そのためふつうは、日本の政府が買って相手国に供与するという方法が取られます。機械による地雷除去が安全でかつ効率の良いことをより多くの人に判ってもらうことも、柳樂さんの日本での大きな仕事の一つです。
世界70ヵ国で活躍させるのが夢
「アジアやアフリカなどの現場にも、多いときには1年間に100日近く出張したこともあります。現場は朝が早いので、5時には起きて、車ででこぼこの道を2時間近くかけて行きます。作業現場ではいろいろ調査や視察をしますが、現場で一番大事なのは事前にトイレに行っておくこと。公衆トイレなんてどこにもありませんからね! それにしょっちゅう停電するので、パソコンを使う仕事はやれる時にやっておかないとダメ。優先順位をつけて早め早めに仕事をかたづけるクセは、ここでつきました」
1日のタイムスケジュール
お仕事豆知識
悪魔の兵器
地雷の中でも対人地雷は、敵を殺すのではなく、ケガをさせるために作られました。兵士がケガをすれば他の兵士はそれを助けようとするし、治療に手間や費用もかかるので、敵は戦力が落ちます。それがねらいなのです。
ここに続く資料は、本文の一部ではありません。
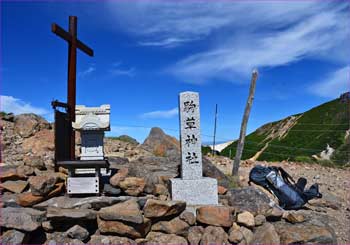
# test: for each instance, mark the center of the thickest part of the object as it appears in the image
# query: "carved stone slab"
(83, 185)
(202, 191)
(190, 136)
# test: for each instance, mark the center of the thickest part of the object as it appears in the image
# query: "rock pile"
(149, 220)
(27, 139)
(136, 208)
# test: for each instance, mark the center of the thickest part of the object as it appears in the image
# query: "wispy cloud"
(168, 42)
(239, 36)
(17, 106)
(160, 114)
(118, 70)
(333, 85)
(87, 71)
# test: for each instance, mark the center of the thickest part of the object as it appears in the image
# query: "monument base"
(202, 191)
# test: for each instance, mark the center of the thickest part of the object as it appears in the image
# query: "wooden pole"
(240, 143)
(71, 93)
(216, 115)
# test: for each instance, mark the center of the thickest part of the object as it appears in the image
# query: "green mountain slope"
(302, 137)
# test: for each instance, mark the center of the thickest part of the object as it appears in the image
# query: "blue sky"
(147, 52)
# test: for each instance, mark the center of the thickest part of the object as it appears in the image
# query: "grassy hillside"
(299, 137)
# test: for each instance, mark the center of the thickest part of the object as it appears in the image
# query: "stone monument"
(192, 187)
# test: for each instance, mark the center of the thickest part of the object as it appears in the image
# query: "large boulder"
(249, 199)
(215, 215)
(13, 237)
(118, 177)
(128, 229)
(14, 186)
(24, 219)
(11, 174)
(315, 230)
(60, 216)
(214, 235)
(128, 211)
(76, 202)
(195, 234)
(161, 144)
(115, 240)
(174, 226)
(27, 199)
(133, 186)
(42, 185)
(163, 209)
(155, 238)
(266, 234)
(27, 125)
(246, 218)
(58, 238)
(41, 143)
(78, 232)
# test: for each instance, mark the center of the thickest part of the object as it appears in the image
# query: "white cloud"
(87, 71)
(169, 42)
(333, 84)
(17, 106)
(239, 36)
(161, 114)
(119, 71)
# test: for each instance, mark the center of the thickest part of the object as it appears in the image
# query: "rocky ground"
(334, 184)
(136, 207)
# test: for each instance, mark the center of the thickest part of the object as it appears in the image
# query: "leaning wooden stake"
(248, 106)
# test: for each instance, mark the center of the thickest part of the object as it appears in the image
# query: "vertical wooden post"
(72, 62)
(240, 143)
(216, 115)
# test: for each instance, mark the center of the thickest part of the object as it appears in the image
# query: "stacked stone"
(149, 220)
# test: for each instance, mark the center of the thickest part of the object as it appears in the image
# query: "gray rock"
(174, 226)
(17, 186)
(195, 234)
(69, 215)
(214, 235)
(26, 219)
(247, 234)
(42, 185)
(9, 200)
(266, 234)
(188, 217)
(78, 232)
(110, 190)
(259, 219)
(115, 240)
(163, 209)
(127, 211)
(25, 170)
(118, 162)
(58, 238)
(314, 230)
(27, 125)
(76, 202)
(13, 237)
(249, 199)
(161, 238)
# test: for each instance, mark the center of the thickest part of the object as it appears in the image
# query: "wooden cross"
(74, 43)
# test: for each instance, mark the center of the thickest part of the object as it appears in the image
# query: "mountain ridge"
(320, 134)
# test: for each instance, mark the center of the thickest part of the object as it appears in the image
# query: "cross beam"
(73, 44)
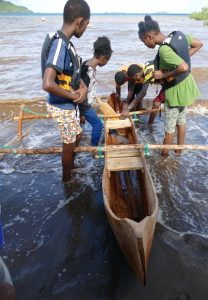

しかも地雷は、100円〜1000円で簡単に作れるので大量に作って埋められ、兵士だけでなく、子どもや老人、家畜まで犠牲になります。金属探知器に反応しないように、プラスチックやセラミックなどで作られたものや、子どもがさわりたくなるように、わざとかわいらしい形に作られたものもあります。そのため「悪魔の兵器」と呼ばれ、恐れられているのです。
地雷は戦争が終わっても埋められたままになっています。どこに埋まっているかわからないので、その土地は放置され荒れ放題になります。民家近くや畑などに地雷が埋まっている場合は、危険とわかっていても、そこで生活するために、地雷原に入らなければなりません。子どもたちは学校へ行く途中や、水汲みの手伝いをしているときに、よく地雷を踏んでしまいます。ケガがひどくても、生活が苦しいので満足な治療は受けられません。
このような地雷の被害の深刻さが問題になり、対人地雷だけでも無くそうと、1997年に対人地雷全面禁止条約(オタワ条約)が結ばれました。日本もこの条約に参加し、対人地雷除去機を輸出できるようになりました。しかし、アメリカやロシア、中国など、この条約に参加していない大国もあるため、地雷をすべてなくすることはまだまだ難しい問題です。地雷を使わないことを決めるのは国際政治の問題です。けれども、使われてしまった地雷をなくしていくことができるのは、技術の力なのです。
お仕事ルポ
カンボジア。村の小学校のすぐ横が地雷原。子どもたちは危険と隣り合わせで生活していました。
当時の学校の様子。
サッカーをしているすぐ隣は地雷原でした。
地雷が除去された場所に新しい校舎が完成。運動場もきれいになり、村の人たちが喜んでくれました。
アンゴラ(アフリカ)での活動。
子どもたちが対人地雷除去機に興味しんしんで集まってきました。